Tetapi Eclipse berniat membangkitkannya kembali.
Aditya menatap tablet itu. Titik-titik merah menunjukkan laboratorium tersembunyi di berbagai belahan dunia—semua dalam proses mengaktifkan Genesis.
Ia membuka amplop yang tertulis namanya.
Di dalam, selembar surat tangan.
> "Aditya, jika kau membaca ini, berarti dunia di ambang kehancuran. Kau adalah benteng terakhir. Jangan biarkan Genesis hidup kembali. Dunia tidak butuh dewa baru. Dunia butuh manusia yang masih punya hati."
– Jenderal Bramanta (mantan pemimpin Phantom)

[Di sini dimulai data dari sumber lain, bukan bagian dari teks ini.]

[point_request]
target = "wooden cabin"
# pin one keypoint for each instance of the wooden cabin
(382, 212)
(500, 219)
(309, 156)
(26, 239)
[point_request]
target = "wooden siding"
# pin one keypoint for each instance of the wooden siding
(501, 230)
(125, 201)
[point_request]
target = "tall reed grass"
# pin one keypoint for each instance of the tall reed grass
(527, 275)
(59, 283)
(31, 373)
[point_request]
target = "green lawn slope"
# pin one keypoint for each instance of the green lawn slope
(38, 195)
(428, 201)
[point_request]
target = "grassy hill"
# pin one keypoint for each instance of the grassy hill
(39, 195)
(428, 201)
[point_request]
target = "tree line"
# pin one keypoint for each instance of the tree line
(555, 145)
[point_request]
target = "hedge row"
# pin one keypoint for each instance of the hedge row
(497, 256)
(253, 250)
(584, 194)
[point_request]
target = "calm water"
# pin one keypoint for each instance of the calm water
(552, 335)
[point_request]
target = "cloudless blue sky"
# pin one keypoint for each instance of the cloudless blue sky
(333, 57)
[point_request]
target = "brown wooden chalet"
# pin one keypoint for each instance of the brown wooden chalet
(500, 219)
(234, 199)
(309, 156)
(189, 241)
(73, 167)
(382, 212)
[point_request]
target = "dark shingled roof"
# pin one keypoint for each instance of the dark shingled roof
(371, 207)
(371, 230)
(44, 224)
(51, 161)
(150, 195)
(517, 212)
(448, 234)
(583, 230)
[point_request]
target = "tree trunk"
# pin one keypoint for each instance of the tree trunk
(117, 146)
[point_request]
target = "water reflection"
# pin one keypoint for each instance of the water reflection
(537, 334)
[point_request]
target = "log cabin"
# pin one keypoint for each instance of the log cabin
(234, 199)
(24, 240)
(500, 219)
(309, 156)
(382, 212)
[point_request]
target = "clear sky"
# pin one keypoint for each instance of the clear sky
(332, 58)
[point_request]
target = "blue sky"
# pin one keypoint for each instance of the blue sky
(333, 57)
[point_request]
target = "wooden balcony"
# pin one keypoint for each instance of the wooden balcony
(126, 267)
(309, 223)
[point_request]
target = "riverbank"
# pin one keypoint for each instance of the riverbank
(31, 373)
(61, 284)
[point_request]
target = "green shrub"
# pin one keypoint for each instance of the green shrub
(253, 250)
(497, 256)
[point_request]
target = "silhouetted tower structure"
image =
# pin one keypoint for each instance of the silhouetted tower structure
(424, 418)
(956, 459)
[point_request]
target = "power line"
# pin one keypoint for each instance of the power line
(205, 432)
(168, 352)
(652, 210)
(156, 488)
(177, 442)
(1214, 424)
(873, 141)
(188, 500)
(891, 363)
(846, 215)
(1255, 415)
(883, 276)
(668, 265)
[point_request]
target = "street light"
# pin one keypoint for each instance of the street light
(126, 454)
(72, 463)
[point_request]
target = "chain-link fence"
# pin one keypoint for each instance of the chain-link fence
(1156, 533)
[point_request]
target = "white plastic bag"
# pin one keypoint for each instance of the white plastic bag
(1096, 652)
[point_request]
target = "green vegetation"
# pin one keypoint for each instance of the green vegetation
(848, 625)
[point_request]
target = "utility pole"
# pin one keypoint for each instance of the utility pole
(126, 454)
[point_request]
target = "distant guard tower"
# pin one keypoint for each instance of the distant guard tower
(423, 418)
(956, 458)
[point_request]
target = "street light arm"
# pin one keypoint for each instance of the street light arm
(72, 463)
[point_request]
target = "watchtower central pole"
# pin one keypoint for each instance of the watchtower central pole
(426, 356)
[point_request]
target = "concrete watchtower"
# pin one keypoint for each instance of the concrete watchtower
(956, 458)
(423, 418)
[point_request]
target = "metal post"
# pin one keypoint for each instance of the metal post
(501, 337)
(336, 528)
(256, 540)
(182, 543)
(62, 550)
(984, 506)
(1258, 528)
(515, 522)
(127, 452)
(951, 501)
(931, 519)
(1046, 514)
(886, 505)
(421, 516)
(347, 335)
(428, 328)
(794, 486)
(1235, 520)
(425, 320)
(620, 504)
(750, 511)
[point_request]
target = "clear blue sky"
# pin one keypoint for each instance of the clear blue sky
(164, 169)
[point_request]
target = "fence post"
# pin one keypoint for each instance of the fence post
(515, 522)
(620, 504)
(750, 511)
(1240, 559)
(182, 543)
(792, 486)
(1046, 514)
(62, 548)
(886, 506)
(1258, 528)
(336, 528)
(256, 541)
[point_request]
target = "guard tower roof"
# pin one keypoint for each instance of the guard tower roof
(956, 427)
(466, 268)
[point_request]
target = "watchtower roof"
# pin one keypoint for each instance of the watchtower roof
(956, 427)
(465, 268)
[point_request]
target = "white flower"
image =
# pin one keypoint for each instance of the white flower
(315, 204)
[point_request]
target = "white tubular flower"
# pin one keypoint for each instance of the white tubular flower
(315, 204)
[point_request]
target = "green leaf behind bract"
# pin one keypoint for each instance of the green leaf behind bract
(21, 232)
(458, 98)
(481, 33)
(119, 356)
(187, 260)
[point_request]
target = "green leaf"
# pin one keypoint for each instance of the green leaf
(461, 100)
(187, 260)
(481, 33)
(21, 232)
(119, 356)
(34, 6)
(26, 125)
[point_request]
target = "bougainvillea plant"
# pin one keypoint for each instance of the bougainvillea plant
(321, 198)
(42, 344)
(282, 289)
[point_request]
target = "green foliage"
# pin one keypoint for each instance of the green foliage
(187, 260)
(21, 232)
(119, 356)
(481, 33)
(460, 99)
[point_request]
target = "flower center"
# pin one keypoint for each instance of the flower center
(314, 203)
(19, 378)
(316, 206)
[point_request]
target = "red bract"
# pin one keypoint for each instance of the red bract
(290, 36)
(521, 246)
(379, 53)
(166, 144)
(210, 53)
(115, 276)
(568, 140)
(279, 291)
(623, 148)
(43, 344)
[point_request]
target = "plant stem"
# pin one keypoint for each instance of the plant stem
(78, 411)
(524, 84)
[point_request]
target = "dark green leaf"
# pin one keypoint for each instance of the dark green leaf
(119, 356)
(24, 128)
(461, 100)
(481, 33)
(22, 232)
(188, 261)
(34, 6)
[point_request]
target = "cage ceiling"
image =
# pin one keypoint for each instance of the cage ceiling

Aditya menggenggam surat itu erat-erat.
> "Kita harus menghentikan mereka," katanya, suara bergetar oleh amarah.
Rani menatapnya. "Kita berdua saja?"
Aditya mengangguk.
> "Kita berdua cukup untuk memulai."
Malam itu, di pulau kecil tak bernama, dua orang yang dianggap hilang dunia mendeklarasikan perang mereka sendiri.
Bukan untuk balas dendam.
Bukan untuk kekuasaan.
Tapi untuk mempertahankan apa yang tersisa dari kemanusiaan.
**
Beberapa minggu kemudian, dunia perlahan mulai berubah.
Laboratorium-laboratorium Eclipse hancur satu demi satu, disabotase oleh "hantu" yang tak terlihat.
Nama Aditya Wira menjadi legenda—pahlawan bayangan yang tak pernah mengklaim kemenangan, yang terus berjuang di balik layar.
Sementara itu, di balik tirai dunia yang tampak damai, perang sunyi masih berlangsung.
Genesis belum sepenuhnya mati.
Tapi selama ada seseorang seperti Aditya dan Rani, harapan akan selalu menyala.
Sekalipun dunia hanya melihat bayangan mereka.